Data cleansing | What is data cleansing?

Contents

Introduction

What is data cleansing? Removing null records, removing unnecessary columns, the treatment of missing values, rectification of unwanted values ​​or outliers, restructuring the data to edit it to a more readable format, etc., it is known as data cleansing.

19025pic6-5033516

One of the most common examples of data cleansing is its application in data warehouses. A data warehouse stores a range of data from numerous sources and optimizes it for analysis before any model fit can be performed.

Data cleansing is not just removing existing information to add new information, but find a way to maximize the accuracy of a data set without necessarily giving up existing information. Different types of data will require different types of cleaning, but always remember that the right approach is the deciding factor.

After cleaning the data, will become consistent with other similar data sets in the system.. Let's see the steps to clean the data;

Clear null records / duplicates

If a particular row is missing a significant amount of data, then it would be better to delete that row, since it would not add any value to our model. can impute the value; provide an appropriate substitute for missing data. Also remember to always erase duplicate values / redundant of your dataset, since they could result in a bias in your model.

As an example, consider the student data set with the following records.

Name score Address height weight
A 56 Go to 165 56
B 45 Bombay 3 Sixty-five
C 87 Delhi 170 58
D
me 99 Mysore 167 60

As we see that it corresponds to the student's name “D”, most data is missing, therefore, we discard that particular row.

student_df.dropna() # drops rows with 1 or more Nan value

#production

Name score Address height weight
A 56 Go to 165 56
B 45 Bombay 3 Sixty-five
C 87 Delhi 170 58
me 99 Mysore 167 60

Delete unnecessary columns

When we receive data from interested parties, in general it is huge. There may be a data record that might not add any value to our model. It is better to delete this data, since it would do it with valuable resources such as memory and processing time.

As an example, observing student performance on a test, the weight or height of the students have nothing to contribute to the model.

student_df.drop(['height','weight'], axis = 1,inplace=True) #Drops Height column form the dataframe

#Production

Name score Address
A 56 Go to
B 45 Bombay
C 87 Delhi
me 99 Mysore

Rename columns

It is always best to rename the columns and format them to the most readable format that both the data scientist and the company can understand.. As an example, in the student data set, rename column “Name” What “Sudent_Name” makes sense.
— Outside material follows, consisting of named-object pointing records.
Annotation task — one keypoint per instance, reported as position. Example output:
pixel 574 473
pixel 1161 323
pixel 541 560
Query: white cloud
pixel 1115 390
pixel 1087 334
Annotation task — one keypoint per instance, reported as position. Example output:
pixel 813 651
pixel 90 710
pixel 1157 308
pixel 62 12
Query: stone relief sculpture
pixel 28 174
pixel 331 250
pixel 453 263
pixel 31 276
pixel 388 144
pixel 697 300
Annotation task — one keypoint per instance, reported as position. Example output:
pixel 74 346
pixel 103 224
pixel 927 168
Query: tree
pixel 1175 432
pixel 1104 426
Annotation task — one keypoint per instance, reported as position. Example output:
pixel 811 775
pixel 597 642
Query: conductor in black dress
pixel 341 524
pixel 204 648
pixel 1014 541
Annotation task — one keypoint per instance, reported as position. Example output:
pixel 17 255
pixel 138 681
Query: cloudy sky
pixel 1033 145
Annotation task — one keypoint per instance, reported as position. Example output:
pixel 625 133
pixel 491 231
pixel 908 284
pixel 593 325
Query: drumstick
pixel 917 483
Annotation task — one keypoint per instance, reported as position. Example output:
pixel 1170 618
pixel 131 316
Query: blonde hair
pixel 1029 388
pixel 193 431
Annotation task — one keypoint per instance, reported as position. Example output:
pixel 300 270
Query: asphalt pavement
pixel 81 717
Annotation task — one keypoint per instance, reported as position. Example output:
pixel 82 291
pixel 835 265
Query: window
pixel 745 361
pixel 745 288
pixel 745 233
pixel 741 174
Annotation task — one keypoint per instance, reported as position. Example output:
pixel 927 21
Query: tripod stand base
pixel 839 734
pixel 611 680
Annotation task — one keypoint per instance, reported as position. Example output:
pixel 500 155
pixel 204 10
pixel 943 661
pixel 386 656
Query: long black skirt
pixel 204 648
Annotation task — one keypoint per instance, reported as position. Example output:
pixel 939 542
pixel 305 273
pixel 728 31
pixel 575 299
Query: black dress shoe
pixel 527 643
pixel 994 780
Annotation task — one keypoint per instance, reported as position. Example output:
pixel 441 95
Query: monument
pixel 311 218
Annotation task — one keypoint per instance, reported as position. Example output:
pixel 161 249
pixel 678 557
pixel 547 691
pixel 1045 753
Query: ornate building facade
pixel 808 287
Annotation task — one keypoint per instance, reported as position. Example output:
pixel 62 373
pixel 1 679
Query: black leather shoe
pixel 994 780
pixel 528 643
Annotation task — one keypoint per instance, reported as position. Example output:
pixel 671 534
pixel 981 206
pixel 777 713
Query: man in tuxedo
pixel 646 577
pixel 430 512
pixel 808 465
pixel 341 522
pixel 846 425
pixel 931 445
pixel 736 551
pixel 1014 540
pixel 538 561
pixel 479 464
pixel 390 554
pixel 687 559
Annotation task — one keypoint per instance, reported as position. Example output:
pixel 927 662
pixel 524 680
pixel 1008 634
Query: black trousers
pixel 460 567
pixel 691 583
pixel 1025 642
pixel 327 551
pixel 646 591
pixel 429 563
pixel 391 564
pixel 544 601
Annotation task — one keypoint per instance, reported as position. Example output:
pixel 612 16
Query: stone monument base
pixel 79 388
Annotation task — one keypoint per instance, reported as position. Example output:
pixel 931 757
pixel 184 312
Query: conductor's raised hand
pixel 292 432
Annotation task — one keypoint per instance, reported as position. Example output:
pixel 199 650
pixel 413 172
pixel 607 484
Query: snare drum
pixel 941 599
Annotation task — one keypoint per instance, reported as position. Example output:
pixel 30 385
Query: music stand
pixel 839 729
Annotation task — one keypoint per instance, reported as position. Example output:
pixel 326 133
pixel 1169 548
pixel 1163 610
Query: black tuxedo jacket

student_df.rename(columns={'name': 'Student_Name'}, inplace=True) #renames name column to Student_Name

#Production

Student name score Address
A 56 Go to
B 45 Bombay
C 87 Delhi
me 99 Mysore

Deal with missing values

There are many alternatives to take care of missing values ​​in a dataset. It is up to the data scientist and data set at hand to select the most appropriate method. The most used methods are the imputation of the data set with mean, average or fashion. Deleting those particular records with one or more missing values ​​and, in some cases, creating machine learning algorithms like linear regression and nearest neighbor K is also used to deal with missing values.

Student name score Address
A 56 Go to
B 45 Bombay
C Delhi
me 99 Mysore
Student_df['col_name'].fillna((Student_df['col_name'].mean()), inplace=True) # Na values in col_name is replaced with mean

#Production

Student name score Address
A 96 Go to
B 45 Bombay
C 66 Delhi
me 99 Mysore

Detection of atypical values

Outliers can be considered as noise in the data set. There can be multiple reasons for outliers, as data entry error, error manual, error experimental, etc.

As an example, in the following example, student's score “B” you enter 130, which is clearly not correct.

Student name score Address height weight
A 56 Go to 165 56
B 45 Bombay 3 Sixty-five
C 66 Delhi 170 58
me 99 Mysore 167 60

Plotting the height on a box plot gives the following result

18216pic5-6646427

Not all extreme values ​​are outliers, some may also lead to interesting discoveries, but that's a topic for another day. Tests such as the Z-score test can be used, the box plot or simply plotting the data on the graph will reveal the outliers.

Reform / restructure the data

Most of the business data provided to the data scientist is not in the most readable format. It is our job to reshape the data and bring it into a format that can be used for analysis.. As an example, creating a new variable from existing variables or combining 2 or more variables.

Footnotes

Certainly, there are many benefits of working with clean data, few of which are the improved accuracy of the models, better decision-making by stakeholders, the ease of model implementation and parameter adjustment, saving time and resources, and many more. Always remember to clean the data as the first and most important step before fitting any model.

References

https://realpython.com/

https://www.geeksforgeeks.org/

The media shown in this post is not the property of DataPeaker and is used at the author's discretion.

Subscribe to our Newsletter

We will not send you SPAM mail. We hate it as much as you.